The soon-to-be 19-year-old winger finished 16th in the tournament in goals, 19th in assists and 13th in points. As for his assessment of Teams Sweden and Canada, Burakovsky was spot on. Sweden played for the gold medal and Canada played for the bronze, with both teams settling for a consolation prize.
If Burakovsky had contributed to the Swedish effort during the most important game of the tournament, the host nation would have won gold and not just silver.
3. Connor Carrick, D: USA
Connor Carrick impressed in his time with the Capitals earlier this season, however brief it may have been. The Illinois native scored a goal in three games, with a minus-two rating and six penalty minutes, according to NHL.com.

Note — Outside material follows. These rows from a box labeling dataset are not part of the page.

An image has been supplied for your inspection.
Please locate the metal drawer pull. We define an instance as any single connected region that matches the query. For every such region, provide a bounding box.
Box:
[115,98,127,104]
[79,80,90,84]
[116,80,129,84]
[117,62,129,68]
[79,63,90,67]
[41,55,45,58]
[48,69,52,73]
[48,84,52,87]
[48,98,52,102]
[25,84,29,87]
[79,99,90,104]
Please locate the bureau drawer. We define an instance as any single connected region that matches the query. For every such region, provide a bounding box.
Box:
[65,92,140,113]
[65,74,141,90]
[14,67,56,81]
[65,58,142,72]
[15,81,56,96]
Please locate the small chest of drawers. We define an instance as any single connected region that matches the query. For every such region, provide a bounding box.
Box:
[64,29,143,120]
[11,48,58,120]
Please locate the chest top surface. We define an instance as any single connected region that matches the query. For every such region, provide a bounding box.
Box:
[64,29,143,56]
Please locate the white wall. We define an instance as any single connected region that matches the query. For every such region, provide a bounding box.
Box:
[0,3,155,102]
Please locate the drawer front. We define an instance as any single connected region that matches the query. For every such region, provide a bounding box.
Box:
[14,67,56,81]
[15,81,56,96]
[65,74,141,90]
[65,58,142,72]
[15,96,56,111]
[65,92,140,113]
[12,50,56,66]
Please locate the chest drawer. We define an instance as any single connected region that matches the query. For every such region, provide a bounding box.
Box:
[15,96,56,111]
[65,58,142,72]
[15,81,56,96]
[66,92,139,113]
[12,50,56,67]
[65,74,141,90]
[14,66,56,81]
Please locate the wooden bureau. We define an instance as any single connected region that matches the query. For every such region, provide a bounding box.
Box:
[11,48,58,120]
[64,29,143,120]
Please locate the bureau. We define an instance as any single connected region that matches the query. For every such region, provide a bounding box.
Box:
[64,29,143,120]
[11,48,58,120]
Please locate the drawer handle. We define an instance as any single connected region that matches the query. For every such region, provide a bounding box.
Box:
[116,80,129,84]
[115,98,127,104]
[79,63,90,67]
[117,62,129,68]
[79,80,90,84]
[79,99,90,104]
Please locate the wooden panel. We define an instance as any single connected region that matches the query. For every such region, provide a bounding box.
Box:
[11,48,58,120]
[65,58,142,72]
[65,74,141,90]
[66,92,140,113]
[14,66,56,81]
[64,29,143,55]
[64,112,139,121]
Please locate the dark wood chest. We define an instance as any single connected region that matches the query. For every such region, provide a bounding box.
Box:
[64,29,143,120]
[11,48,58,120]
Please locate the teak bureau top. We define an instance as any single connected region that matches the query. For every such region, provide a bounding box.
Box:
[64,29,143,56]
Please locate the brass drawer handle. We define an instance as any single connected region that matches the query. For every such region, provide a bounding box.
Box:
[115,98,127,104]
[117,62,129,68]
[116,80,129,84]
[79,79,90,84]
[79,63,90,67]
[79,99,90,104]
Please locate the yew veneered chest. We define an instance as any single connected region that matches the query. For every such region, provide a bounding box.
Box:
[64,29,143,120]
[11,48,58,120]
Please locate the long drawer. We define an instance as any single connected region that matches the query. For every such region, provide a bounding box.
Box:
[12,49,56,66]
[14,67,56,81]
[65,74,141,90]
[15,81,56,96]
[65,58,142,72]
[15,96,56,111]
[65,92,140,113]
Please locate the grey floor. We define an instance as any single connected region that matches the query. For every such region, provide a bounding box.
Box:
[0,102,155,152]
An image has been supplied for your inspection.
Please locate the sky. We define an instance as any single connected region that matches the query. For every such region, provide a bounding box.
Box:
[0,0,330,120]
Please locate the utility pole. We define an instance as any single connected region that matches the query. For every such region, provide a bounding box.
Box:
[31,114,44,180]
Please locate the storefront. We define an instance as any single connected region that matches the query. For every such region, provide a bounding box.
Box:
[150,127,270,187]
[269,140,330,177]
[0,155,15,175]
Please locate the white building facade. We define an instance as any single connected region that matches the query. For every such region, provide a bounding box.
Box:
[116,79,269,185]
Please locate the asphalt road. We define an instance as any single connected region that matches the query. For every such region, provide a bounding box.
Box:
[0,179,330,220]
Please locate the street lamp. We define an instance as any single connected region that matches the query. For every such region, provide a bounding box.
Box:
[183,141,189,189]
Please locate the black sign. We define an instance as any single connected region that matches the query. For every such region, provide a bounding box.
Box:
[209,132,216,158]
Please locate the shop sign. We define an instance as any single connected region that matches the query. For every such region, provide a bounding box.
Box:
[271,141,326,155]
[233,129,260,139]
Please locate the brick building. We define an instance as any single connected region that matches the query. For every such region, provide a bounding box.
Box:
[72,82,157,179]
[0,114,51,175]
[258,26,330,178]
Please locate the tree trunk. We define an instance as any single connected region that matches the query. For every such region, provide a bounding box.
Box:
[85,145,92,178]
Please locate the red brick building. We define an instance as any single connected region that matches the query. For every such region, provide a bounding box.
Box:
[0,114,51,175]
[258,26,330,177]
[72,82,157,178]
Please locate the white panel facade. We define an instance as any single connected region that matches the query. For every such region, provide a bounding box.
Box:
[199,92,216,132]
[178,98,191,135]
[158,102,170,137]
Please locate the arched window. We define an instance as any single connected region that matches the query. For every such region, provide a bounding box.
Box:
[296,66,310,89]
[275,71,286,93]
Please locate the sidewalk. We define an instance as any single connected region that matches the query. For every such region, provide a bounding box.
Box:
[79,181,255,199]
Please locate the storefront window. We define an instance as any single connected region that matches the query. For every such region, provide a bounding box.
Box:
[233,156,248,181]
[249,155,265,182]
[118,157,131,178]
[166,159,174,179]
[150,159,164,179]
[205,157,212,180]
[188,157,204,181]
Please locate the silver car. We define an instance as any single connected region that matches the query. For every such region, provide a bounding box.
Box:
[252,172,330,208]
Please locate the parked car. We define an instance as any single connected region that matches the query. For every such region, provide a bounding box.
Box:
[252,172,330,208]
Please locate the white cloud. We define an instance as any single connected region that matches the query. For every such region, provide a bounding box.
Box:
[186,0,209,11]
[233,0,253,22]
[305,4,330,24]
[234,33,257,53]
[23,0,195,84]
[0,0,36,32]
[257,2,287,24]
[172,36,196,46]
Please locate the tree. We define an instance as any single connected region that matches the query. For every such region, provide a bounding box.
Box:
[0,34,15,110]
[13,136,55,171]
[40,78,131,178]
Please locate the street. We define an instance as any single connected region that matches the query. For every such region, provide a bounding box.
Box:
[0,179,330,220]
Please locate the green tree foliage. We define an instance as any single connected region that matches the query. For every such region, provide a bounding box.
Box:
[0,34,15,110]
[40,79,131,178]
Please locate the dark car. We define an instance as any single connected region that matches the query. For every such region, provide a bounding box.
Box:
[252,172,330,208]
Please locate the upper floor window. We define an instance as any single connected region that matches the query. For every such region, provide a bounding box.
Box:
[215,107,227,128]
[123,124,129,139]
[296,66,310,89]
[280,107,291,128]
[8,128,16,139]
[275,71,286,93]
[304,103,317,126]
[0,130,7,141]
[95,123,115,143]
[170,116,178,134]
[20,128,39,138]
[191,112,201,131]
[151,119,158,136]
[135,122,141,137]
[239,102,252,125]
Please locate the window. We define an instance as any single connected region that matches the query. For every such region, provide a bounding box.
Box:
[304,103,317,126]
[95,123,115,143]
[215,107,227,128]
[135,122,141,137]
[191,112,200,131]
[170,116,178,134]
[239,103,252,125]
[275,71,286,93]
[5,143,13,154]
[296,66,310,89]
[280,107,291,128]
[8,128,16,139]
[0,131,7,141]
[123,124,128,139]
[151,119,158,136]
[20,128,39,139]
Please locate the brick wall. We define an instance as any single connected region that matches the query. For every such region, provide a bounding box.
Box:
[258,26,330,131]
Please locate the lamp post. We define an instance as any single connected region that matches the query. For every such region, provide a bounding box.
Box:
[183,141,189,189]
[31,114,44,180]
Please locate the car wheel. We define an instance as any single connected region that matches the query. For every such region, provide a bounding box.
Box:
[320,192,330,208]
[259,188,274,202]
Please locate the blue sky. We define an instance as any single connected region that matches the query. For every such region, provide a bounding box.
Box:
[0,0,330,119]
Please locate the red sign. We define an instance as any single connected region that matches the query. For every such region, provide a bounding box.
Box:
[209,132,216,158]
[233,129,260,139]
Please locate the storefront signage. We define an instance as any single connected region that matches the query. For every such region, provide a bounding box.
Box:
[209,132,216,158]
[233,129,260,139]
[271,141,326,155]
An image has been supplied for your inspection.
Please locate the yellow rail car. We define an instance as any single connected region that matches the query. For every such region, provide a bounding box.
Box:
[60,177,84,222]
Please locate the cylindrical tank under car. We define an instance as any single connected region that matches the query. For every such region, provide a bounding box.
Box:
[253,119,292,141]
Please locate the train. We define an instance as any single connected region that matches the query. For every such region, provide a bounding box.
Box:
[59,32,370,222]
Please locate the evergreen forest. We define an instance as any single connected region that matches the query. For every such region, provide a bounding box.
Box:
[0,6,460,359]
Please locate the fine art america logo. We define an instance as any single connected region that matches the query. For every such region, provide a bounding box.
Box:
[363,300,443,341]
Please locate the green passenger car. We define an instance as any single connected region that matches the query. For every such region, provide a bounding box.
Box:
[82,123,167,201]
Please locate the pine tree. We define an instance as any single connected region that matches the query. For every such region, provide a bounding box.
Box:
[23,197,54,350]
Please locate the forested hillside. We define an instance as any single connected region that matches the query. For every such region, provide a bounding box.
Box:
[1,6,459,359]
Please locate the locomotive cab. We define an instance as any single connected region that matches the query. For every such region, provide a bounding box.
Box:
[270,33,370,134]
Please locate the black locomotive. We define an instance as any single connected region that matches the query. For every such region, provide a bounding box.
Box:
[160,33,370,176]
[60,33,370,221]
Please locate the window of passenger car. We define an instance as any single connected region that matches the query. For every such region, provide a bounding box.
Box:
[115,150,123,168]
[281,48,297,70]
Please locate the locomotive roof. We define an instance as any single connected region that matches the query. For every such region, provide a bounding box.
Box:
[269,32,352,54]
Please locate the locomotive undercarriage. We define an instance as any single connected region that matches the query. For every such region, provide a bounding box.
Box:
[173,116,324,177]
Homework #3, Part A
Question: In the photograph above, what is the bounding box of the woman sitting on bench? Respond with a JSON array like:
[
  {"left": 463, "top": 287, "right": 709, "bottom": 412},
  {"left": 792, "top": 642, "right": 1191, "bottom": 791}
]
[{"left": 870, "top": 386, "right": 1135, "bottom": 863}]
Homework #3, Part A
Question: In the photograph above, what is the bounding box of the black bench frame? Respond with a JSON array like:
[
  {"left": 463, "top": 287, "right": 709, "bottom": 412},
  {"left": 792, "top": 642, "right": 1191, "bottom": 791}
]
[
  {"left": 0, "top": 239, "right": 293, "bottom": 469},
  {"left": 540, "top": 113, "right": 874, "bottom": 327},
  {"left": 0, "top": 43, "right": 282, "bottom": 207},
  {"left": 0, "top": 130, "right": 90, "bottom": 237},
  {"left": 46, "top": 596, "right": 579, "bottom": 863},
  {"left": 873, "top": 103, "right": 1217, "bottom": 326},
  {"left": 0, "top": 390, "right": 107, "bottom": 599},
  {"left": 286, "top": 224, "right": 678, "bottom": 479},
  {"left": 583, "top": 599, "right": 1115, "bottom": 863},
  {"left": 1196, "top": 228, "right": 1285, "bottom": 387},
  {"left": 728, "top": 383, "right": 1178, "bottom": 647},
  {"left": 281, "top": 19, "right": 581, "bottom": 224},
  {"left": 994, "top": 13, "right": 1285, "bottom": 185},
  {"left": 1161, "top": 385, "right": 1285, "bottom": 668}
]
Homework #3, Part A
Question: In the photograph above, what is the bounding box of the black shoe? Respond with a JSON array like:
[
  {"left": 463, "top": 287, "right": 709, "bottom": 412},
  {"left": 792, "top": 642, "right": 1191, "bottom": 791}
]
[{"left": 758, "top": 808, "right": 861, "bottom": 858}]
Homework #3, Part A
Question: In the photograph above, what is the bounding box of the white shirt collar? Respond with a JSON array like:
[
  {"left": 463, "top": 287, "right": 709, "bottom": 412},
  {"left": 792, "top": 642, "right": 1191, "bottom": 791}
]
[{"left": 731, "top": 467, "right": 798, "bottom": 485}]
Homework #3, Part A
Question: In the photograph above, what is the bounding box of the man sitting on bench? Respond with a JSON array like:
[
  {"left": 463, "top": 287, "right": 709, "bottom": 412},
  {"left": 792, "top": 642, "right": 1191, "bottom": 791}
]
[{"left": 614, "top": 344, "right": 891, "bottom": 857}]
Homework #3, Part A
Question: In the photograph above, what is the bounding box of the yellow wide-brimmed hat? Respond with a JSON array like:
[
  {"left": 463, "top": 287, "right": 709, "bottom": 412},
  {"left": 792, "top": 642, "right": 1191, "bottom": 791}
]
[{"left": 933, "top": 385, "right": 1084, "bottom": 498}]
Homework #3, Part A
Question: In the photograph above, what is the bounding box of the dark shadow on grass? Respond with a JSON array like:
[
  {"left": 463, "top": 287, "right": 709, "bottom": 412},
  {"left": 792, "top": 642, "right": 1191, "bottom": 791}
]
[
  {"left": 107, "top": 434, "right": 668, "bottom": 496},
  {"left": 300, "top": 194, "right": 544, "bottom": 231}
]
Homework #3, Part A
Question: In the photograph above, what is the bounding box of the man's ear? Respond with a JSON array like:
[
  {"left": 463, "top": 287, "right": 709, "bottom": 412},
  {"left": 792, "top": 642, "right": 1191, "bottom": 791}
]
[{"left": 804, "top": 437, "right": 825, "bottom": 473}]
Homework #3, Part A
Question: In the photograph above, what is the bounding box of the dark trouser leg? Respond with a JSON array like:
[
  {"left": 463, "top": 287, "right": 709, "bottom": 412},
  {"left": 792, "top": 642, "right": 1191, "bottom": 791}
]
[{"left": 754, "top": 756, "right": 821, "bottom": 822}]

Carrick impressed in his time at the 2014 WJC as well, which also turned out to be brief. Not only did Carrick lead Team USA in plus/minus rating for the tournament, he also ranked fourth among all skaters in plus/minus.
4. Thomas DiPauli, F: USA
HockeysFuture.com describes Thomas DiPauli as "an energy player with a high motor who is fearless going into the corners. He is good on faceoffs and, while not highly skilled, he should be able to help generate some offense via his hard work."
DiPauli did not get to demonstrate his skill at the faceoff dot, as four other Americans finished among the tournament's faceoff leaders. However, he did generate offense, finishing fifth on Team USA in assists.
Like many of his teammates, DiPauli's tournament was marred by his performance in USA's 5-3 quarterfinal loss to Russia.
Fedor Fedin of RussianMachineNeverBreaks.com wrote that "by late in the [third] period, it looked as though the Americans ran out of gas, taking ill-advised penalties (one by Caps prospect Tommy DiPauli) and giving Russia two five-on-three chances, resulting in two goals on two bombs by Sabres’ defensive prospect Nikita Zadorov."
5. Christian Djoos, D: Sweden
For those Caps fans still unfamiliar with Christian Djoos, here is a description of the defenseman, according to HockeysFuture.com:
He plays a two-way game which relies on all-around competency in each zone. His biggest strength is his skating, which he uses to jump into the rush from time to time. However he also likes to sit back and play the responsible game. His defense could use a little more seasoning, as could almost every other aspect of his game. While not impressive in any one manner he isn’t bad in any either.
Djoos demonstrated his all-around talent at the 2014 WJC, as one of seven Swedish defenders who suited up for all five games for the Tre Kronor. Among Swedish blueliners, Djoos finished first in goals, fourth in assists, second in points and fourth in plus/minus rating. He was the only member of that group to score even one power-play goal, and he tallied twice with the man advantage.
Djoos stuffed the stat sheet in the gold-medal game against archrival Finland. The 19-year-old contributed to both Swedish goals, assisting on the first goal and then knotting the score at 2-2 with his second power-play goal of the tournament, eventually forcing overtime. He also compiled two penalty minutes, three shots on goal and a minus-one rating, as he was on the ice for Finland's even-strength goal 0:28 into the contest.
Djoos was not named Sweden's best player of the game for the gold-medal game, but he would have been a deserving recipient of the honor.